Almost all Kim's other films have been marked by varying degrees of violence and pronounced sexual elements – actually they're not that extreme by the standards of South Korean cinema – and Pieta, despite its Catholic-referencing title, doesn't break that trend. It’s also stronger and tighter than most of his more recent work, though that doesn’t mean many are going to like it. “Scorching” hardly seems the right word, except that Pieta does scorch, but in the way that liquid nitrogen might if it was poured on your skin – an agony of cold.
Kim confines the film’s action to the Cheonggyecheon area of Seoul, one he’s known all his life: it’s a district of small-scale industry, metal workshops stuck in the past, with a profile that's changing as the Asian metropolis develops. But there’s no room for nostalgia here, even if it might seem a familiar story of the unchecked advance of capitalism: these are run-down tenements where machinery is out-of-date, slogged over by their inhabitants to eke out a living, and all too capable of causing horrific damage.
Kang-do (Lee Jung-jin, pictured above right) is a practically feral enforcer for a local loanshark, who’s utterly ruthless in his methods of collecting debts that have been ratcheted up by huge rates of interest (that’s where the machinery comes in: you wonder why the local insurance companies haven’t smelt a rat long ago). When mysterious woman Mi-sun (Cho Min-soo, main picture top) starts following him around plaintively with the words, “I’m sorry that I abandoned you”, the last thing he’s prepared to accept is that she is the mother he has never known. But after a succession of trials best left unmentioned, that’s the conclusion that eventually hits him.
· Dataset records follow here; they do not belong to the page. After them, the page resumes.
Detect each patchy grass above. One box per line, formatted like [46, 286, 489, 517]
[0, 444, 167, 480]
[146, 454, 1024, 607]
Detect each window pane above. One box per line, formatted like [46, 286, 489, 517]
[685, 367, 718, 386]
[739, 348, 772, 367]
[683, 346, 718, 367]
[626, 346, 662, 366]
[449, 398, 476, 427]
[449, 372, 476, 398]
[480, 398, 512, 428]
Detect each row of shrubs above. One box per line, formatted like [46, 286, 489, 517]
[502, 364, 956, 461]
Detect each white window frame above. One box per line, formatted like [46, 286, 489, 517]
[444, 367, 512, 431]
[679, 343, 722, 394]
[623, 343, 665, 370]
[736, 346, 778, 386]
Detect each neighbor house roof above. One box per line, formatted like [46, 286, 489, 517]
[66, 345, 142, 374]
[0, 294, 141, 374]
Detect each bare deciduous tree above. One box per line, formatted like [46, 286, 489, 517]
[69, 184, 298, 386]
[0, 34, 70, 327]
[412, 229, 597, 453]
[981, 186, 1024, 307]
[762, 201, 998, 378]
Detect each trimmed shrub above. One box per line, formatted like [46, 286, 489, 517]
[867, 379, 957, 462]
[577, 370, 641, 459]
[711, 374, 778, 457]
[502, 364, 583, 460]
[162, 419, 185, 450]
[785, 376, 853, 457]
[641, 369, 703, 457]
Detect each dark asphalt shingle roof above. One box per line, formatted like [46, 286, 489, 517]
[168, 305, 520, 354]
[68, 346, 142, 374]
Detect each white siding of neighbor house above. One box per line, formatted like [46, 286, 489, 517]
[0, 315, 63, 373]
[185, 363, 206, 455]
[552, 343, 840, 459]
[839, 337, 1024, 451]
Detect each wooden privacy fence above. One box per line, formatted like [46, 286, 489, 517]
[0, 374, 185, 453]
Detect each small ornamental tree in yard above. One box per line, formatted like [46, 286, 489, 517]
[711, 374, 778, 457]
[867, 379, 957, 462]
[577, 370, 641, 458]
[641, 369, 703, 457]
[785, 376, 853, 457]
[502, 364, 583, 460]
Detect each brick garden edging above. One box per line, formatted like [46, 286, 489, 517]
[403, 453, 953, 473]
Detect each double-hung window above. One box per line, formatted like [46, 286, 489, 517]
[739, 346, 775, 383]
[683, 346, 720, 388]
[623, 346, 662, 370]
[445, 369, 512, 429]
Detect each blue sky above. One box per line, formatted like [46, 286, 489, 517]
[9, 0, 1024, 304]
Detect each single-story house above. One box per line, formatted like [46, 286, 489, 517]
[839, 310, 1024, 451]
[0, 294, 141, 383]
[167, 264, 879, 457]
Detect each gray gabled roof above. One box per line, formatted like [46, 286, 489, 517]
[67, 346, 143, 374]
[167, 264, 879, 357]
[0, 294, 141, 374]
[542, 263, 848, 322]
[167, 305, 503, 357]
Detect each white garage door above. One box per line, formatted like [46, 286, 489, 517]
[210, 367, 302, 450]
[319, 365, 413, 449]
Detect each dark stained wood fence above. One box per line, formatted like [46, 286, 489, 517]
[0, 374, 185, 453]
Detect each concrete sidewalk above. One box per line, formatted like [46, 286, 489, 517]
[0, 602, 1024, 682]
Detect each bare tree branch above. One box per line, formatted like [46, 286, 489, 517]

You wonder why the local insurance companies haven’t smelt a rat long ago
In the process of getting to know one another, they have a discussion about money, with Mi-Sun describing it as the “beginning and the end of all things: love, honour, violence, fury, hatred, jealousy, revenge, death”. All those elements feature in Pieta, but it would be telling to say which dominates, except that the film's culmination could come right out of Jacobean tragedy. Kim does suggest a closing note of optimism, marked with a “Kyrie Eleison” in the closing moments, but it’s such a slight one and comes at the end of such an emotional slog, the tone of which is more suggested by the film's recurrent wails of pain.
Kim draws outstanding performances from his cast – Lee, the barely human hulk who finds his whole life to date challenged, and especially Cho, who has a bewildering variety of emotions fermenting behind her apparent composure. Cinematography from Jo Yeong-jik is economical, and appropriately joyless. Kim, meanwhile, is back at this year’s Venice festival with his new film Moebius, another deeply dark family drama, this time without words. It’s only been given a Korean release certificate in a censored version, which by any standards suggests even stronger stuff than Pieta. You have been warned.